Oddly, I asked my prospective father-in-law for my wife's hand in marriage. No money changed hands but approval was sought. Had he refused, she would have honoured him and refused me. We've been together for 41 years, so that'll give you some idea that this was in the early 70's. My son did the same before marrying my daughter-in-law last year.
You also do not live in a Christian commune that pools its resources, do not believe that slavery is somewhat acceptable (to the point where slaves ought to stay with their masters), and so on and so forth.
The Christian commune appears to be a myth. There are one or two examples of pooled resources sure, but I belong to a church with 74 members, who have pooled resources to the tune of just over £1m in order to purchase and refurbish a larger building to meet our expanding congregation. People have used life savings, re-mortgaged their houses and pledged half their earned income. Not too dissimilar to the old days. True about the slaves though, especially now the kids have grown up and left home.

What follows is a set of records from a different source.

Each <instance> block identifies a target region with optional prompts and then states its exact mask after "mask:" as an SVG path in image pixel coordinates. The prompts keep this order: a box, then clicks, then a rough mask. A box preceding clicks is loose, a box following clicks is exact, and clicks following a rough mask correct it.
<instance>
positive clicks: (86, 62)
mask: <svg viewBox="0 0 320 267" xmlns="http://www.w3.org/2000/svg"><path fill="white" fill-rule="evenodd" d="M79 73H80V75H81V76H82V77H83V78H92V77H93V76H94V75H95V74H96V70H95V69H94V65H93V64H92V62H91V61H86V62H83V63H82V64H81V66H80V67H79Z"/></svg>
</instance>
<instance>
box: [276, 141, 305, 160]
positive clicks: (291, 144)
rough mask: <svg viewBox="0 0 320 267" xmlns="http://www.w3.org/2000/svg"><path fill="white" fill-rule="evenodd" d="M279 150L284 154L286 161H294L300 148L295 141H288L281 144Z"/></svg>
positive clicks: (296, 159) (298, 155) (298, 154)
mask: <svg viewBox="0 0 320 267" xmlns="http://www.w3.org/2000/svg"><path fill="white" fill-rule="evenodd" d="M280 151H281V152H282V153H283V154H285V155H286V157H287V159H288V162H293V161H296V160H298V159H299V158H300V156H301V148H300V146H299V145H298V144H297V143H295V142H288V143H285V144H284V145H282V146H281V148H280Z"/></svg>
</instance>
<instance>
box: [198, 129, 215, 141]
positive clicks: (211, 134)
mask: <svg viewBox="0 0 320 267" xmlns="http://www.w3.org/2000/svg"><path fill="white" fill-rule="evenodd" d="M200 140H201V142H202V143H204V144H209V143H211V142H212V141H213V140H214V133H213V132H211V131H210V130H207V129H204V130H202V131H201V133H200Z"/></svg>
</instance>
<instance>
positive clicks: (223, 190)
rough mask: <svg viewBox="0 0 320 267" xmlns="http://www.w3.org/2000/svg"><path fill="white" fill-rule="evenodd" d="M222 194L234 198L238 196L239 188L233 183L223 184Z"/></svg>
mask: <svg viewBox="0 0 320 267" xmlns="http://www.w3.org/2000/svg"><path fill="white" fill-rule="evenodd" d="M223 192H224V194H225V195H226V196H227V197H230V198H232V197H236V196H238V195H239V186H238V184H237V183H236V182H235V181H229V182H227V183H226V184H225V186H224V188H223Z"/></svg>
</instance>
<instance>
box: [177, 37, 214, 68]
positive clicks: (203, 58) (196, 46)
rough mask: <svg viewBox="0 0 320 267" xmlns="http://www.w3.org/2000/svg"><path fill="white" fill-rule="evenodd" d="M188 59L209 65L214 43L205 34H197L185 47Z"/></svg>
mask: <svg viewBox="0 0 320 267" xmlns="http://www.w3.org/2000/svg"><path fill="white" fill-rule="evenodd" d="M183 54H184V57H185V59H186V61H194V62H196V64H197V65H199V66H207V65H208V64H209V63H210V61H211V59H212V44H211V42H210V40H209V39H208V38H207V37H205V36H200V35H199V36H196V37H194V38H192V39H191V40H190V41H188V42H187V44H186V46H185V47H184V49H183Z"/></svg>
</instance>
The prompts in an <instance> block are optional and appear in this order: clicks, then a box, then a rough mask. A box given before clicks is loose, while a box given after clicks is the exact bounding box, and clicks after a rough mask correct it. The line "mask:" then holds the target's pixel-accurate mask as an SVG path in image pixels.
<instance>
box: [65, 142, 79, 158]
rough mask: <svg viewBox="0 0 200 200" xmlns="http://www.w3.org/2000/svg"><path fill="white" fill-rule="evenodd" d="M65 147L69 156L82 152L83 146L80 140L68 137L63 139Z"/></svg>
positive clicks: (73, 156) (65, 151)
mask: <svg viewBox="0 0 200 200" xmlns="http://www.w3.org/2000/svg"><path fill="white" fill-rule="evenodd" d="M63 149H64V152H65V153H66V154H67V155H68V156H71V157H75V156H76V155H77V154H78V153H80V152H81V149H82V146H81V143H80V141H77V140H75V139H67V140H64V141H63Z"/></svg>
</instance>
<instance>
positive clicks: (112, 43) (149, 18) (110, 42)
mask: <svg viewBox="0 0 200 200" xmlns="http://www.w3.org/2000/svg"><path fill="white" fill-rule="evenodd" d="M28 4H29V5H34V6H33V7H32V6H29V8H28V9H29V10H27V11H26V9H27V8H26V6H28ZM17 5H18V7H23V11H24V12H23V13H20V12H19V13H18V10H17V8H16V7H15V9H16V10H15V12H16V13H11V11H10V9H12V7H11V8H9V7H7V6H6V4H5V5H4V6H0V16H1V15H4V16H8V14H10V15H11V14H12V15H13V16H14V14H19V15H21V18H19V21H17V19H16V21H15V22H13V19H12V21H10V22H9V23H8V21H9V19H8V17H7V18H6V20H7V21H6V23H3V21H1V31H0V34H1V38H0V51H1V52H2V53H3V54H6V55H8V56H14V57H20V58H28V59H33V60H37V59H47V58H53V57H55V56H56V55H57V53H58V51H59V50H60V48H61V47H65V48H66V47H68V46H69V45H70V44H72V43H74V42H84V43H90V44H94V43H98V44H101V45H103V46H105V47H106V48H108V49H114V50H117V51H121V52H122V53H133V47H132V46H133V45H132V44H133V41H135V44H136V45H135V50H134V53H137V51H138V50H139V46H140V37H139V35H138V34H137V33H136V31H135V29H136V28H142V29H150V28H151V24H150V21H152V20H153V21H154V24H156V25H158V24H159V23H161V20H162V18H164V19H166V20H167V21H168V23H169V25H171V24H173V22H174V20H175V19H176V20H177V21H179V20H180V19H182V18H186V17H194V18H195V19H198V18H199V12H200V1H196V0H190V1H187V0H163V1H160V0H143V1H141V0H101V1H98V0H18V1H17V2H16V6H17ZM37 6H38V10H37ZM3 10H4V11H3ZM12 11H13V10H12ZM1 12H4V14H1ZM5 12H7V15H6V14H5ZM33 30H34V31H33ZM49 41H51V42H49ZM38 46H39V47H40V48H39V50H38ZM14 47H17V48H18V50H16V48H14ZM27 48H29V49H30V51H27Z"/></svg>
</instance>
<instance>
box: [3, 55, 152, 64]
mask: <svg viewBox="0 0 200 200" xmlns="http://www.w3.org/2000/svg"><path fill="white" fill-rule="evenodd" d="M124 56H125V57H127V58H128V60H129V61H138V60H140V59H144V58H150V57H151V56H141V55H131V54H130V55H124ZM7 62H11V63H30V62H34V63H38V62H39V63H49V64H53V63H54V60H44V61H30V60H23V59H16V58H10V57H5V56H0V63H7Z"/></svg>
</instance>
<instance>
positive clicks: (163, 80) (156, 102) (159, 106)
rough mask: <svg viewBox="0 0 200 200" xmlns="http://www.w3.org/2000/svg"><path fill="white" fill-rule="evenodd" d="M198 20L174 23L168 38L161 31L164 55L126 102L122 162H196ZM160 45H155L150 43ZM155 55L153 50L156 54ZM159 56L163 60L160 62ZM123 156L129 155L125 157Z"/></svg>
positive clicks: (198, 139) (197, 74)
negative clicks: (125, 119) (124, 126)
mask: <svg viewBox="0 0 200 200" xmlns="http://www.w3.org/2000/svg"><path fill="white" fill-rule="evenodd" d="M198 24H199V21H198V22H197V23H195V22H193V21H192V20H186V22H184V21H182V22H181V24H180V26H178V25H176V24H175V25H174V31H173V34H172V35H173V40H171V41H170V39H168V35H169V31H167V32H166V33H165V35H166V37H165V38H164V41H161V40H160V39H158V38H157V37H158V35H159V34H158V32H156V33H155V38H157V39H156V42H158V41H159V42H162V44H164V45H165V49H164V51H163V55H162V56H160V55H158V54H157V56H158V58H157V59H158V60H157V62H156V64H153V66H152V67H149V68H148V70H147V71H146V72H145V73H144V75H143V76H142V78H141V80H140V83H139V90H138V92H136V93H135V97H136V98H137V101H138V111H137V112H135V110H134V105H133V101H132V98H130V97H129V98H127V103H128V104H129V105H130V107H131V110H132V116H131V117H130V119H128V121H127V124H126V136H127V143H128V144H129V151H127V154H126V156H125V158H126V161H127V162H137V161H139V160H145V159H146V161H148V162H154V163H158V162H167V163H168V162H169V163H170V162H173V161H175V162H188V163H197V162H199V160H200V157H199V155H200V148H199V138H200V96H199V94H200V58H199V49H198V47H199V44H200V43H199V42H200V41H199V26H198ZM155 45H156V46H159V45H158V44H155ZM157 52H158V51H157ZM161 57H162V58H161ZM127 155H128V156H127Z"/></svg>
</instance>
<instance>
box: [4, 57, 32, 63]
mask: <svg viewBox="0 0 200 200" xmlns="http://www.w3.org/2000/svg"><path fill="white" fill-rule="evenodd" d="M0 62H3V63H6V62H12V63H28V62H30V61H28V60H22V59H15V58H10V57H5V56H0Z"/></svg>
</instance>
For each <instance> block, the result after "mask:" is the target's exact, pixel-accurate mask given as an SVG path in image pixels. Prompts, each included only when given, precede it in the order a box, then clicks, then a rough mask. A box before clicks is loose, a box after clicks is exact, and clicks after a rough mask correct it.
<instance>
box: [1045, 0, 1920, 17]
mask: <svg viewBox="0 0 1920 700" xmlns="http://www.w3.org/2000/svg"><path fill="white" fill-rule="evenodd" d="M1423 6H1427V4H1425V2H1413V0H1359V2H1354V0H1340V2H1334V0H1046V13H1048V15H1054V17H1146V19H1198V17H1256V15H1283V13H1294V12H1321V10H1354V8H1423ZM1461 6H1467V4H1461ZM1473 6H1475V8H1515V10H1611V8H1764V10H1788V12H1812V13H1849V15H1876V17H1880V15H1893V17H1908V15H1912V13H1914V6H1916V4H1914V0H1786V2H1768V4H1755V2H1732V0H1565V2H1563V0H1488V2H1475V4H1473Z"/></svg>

I do not know the exact outline of the moral world view you embrace, but I suspect that its primary basis is not to be found in the Scriptures, but in a kind of middle class morality that's been around for no more than 150-250 years, tops.
Well then you'd have to show that the morality of 150-250 years ago was markedly different from early church times. Then you'd have to show, rather than guess, that I subscribe to it.
The very circumstances of life in a post-industrial society differ so fundamentally from those found in an agrarian society that trying to live by the rules of the latter while having to cope with the conditions of the former is virtually impossible. Change is not a "corruption", or a "dilution". It's more like a learning process.
I'm not opposed to change, nor have I stated that I am. I'm opposed to the Church weakening its message to accommodate the views of those who find its message difficult to handle,or who are otherwise indifferent to it. On the C of E website, Rowan Williams describes Christ as, "Jesus Christ, the one human being who is completely in tune with God", a watered down presentation of His divinity, for example.